His companion didn’t seem to have many takers, for the soft melody of the beautiful instrument was lost in the soulless laughter of the affluent men, irritable yelling of hungry children, shrill clank of empty vessels and loud calls for waiters.
Yet, he went on undeterred, playing the strings of the elegant instrument that probably made him forget his own despicable life which had brought him to the mercy of these heartless mortals who didn’t stop to give an appreciative glance. Music probably pulled those who worshiped it into a magical world of infinite joy irrespective of where their bodies lay; a world that knew no ego, no humiliation and no self but only divine surrender to endless bliss.
And then, the music stopped. The musician arose. He looked at me. And smiled.
As he walked towards me, I prepared myself to be overtaken by poise, regality and maybe even a short intellectual discourse on art. Yes, I have seen his type before. They bore pride. They bore dignity. They spoke philosophy in deep baritones.
In their eyes, you could see that they had led a life of rich art-filled times and hence walked with the profound splendor that a long union with art gave one. Before them, you felt small and tried acting like you loved art too and was very open to it.
I started to think fast of a befitting compliment that could do justice to the thirty minutes of soulful music that he had bestowed upon numerous pairs of ungrateful ears. I was only a reporting intern for leading news daily whose tryst with music ended with the morning fm. What could I say?
Little did I know that he had prepared his talk way before than I did.

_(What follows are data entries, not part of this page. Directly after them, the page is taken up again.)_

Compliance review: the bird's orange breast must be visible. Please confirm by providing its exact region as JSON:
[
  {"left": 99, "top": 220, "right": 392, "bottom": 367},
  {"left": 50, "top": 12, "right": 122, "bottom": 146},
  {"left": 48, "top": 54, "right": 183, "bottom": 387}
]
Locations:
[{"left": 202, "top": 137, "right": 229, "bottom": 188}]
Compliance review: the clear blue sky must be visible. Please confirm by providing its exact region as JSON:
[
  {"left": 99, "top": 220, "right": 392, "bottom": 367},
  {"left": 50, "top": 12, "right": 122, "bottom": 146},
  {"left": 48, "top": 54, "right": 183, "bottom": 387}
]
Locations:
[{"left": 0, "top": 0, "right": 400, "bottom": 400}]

“Hello. Will you publish my photo in the paper tomorrow? I could send you more pictures. I have been playing on stage since 1984. I have been given many awards. Would you mention that in the paper too? I could give you the details. Please take my card”, he said with hungry eyes; eyes that were filled with hope and promise, despite having seen disappointment far too many times.

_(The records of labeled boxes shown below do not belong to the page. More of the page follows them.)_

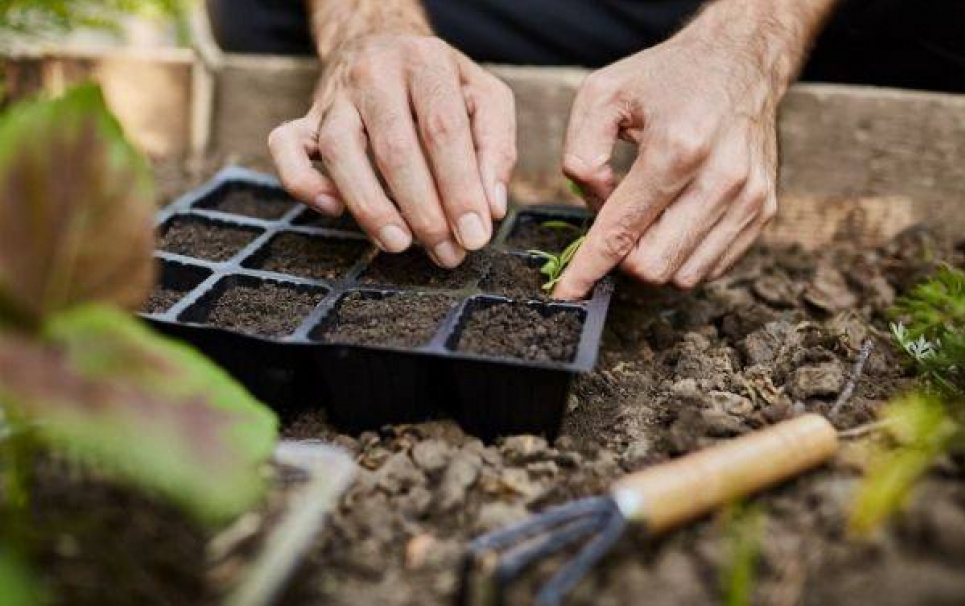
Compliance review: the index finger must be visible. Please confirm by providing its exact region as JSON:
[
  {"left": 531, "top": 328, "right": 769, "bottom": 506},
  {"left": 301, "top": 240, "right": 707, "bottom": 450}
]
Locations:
[
  {"left": 410, "top": 54, "right": 492, "bottom": 250},
  {"left": 553, "top": 145, "right": 697, "bottom": 300}
]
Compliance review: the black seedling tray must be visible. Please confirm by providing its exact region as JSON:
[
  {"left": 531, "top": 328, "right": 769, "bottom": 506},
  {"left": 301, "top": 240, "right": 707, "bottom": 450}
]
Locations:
[{"left": 142, "top": 167, "right": 613, "bottom": 439}]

I smiled, nodded and murmured some positive consolation. “Yes…we could try pushing in the picture. It should be coming. Some other time, we could do a profile on you. I will contact you if needed.”
He nodded and thanked, his eyes giving away a flicker of doubt. Not giving up to blatant logic, he persisted – “I have even got an award by Dr. Abdul Kalam and also …..” he signed off, each word becoming less audible than the previous.
I went back home.
I realized with sinking sadness that while music pulled those who worshiped it into a magical world, it unfortunately cannot keep them there forever.